Of course we were quick to de-escalate the analogy. Cleveland is not apartheid South Africa, but it does suffer from real problems that many, much wealthier cities in the United States simply do not have. Would a sports championship solve them? Of course not, but it certainly wouldn’t hurt and it could very well change the mindset of a historically pessimistic region.

I don’t know about you, but I always do a little better at my work when I’m thinking positively. Northeast Ohio has not traditionally been the most positive corner of the globe and for plenty of good reasons.


After a game six win, I felt oddly confident despite the fact that no NBA team had ever come back from a 3-1 deficit and that the road team winning game seven was a rarity in and of itself. I even suggested to my brother that this could be Cleveland’s historic moment. The Red Sox had their curse that required a four game sweep of the New York Yankees to bury it, perhaps this was Cleveland’s path. I mean, it’s Cleveland. Why would it be easy?

My wife Melanie and I opted to watch game seven at a bar in our neighborhood of Cleveland, Ohio City. We had been out in the suburbs for a family thing, leaving just in time to catch a train packed with Cavs fans heading to the city. Sure, there were open containers and even a whiff of someone smoking a joint, but there was also a gravitas I’ve never seen before in a collection of Clevelanders. A sense that, “We got this,” like we actually belong on the big kid’s stage.

(For the record, It’s entirely possible I’m over-analyzing people wanting to get buzzed on a train before a big game.)

Back in Ohio City, we hightailed it over to Jukebox — something off the main strip where we’d have a reasonable shot of getting our eyes on a television. We watched on their back patio with the game played over a large projector screen. Melanie’s parents joined us near the start of the second quarter.

Most agreed that it would be close, but history told us to keep our optimism in check. Yet I had this odd sense that they were going to do it. They would win. Sure enough, Kyrie hit that three, LeBron stretched the lead to four with a free throw, and the defense held on the final play of the game.

“Holy shit! Is this happening?” I screamed as the final seconds ticked off.

It was over and I was a kid again, my emotions firmly attached to the success of a professional sports team.

I loved every moment of it, and though I’m still very much in the post-coital glow of the moment, it feels like that may have been one of the most enjoyable experiences of my life — watching the kid from Akron bring a title to a city that really does deserve nice things.

People hugged, cried, danced, and screamed. Everything I’ve seen other cities enjoy was happening right in front of me. Melanie and I hustled back toward our apartment in the heart of the neighborhood where people had all but taken over the streets. Folks from all walks of life were celebrating together, even hugging.
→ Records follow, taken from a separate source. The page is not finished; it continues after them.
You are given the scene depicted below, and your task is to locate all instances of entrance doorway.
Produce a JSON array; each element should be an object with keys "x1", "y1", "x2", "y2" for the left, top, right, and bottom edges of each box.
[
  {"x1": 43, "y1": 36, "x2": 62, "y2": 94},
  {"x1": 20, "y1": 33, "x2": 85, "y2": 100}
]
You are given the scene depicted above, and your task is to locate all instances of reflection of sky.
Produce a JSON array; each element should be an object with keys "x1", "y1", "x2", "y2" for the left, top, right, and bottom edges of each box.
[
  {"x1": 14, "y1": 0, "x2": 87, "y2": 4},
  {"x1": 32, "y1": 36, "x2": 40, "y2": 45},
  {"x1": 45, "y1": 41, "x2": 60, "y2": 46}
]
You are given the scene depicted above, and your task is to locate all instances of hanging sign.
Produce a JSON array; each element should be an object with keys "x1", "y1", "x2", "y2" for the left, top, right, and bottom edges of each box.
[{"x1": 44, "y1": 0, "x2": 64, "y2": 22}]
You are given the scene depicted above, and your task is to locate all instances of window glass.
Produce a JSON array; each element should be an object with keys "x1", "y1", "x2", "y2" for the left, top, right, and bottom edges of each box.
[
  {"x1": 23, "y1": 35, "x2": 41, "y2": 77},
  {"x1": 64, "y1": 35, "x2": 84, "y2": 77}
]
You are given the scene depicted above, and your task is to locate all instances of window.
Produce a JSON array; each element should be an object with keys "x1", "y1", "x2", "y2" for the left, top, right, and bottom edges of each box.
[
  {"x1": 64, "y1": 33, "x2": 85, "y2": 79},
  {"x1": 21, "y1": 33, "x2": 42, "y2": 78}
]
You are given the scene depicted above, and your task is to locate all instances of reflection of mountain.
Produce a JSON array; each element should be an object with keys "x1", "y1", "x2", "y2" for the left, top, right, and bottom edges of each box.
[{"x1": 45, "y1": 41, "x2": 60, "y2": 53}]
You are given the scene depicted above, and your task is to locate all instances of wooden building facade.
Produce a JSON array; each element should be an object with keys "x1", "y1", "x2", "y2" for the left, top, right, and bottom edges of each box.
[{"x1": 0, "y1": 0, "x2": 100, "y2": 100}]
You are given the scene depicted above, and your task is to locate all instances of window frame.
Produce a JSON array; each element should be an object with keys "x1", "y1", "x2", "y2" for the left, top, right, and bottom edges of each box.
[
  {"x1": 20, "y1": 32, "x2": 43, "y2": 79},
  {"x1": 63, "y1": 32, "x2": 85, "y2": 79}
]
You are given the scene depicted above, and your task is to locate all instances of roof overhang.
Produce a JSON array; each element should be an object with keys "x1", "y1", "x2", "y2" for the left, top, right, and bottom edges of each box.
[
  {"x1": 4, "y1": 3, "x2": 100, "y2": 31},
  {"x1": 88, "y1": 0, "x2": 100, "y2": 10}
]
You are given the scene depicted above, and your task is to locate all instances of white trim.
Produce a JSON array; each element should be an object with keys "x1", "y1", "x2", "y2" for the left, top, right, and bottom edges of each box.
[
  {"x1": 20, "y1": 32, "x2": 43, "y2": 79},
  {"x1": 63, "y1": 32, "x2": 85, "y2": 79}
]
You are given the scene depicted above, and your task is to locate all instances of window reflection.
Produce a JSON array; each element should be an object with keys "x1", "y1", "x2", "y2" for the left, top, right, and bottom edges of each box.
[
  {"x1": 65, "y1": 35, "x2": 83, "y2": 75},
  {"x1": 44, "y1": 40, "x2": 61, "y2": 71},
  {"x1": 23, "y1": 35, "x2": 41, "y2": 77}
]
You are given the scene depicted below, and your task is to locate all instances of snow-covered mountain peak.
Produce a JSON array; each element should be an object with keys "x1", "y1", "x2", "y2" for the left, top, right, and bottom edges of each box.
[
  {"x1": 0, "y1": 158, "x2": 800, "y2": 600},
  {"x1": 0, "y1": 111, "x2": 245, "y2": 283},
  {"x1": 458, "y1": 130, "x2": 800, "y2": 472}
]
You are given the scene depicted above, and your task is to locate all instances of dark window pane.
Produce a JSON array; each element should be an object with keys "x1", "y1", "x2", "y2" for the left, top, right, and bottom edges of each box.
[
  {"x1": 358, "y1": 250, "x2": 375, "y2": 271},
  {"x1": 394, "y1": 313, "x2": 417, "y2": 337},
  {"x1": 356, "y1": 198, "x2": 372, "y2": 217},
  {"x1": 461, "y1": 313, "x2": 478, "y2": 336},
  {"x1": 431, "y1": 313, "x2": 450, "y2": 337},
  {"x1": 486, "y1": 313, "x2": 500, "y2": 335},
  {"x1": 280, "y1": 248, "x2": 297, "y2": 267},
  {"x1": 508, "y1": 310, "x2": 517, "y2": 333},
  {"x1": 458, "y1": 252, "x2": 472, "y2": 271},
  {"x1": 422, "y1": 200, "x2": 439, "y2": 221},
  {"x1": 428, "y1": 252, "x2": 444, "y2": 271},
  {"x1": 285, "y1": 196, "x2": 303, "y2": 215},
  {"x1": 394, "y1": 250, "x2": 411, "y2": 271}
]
There are those who love to point out the futility of sports. No, this won’t directly impact Cleveland’s disturbing infant mortality rate or improve funding for public transportation.

Then there are those who really want you to know that they don’t care about professional sports, so much so that they’ll know when a big game is on so they can post about not caring.

I get it. It’s silly how much energy we put into sports. But if it’s what gets everyone together, celebrating, and again, hugging — I’m all for it. It certainly can’t hurt anything. Hell, last night’s the safest I felt as a pedestrian on West 25th in a long time! I’ll take it.

Melanie and I wandered about the neighborhood a bit, unsure of what to do. I mean, it’s not like we have experience with this kind of thing. Eventually we decided to go home and watch the celebration from our window, the screams and honking horns lasting well into the night. Even as I write this, fans continue to celebrate outside my apartment as if it’s possible this might not happen again for another 52 years.

This is what it feels like to live in a championship city. The mood really does seem to have changed overnight. I sincerely do hope this attitude will go beyond sports and seep into things that actually do impact the everyday lives of Clevelanders, because the people here really do deserve the best.

For now, I’m happy to bask in the indescribable joy of the moment.

See you at the parade on Wednesday, Cleveland.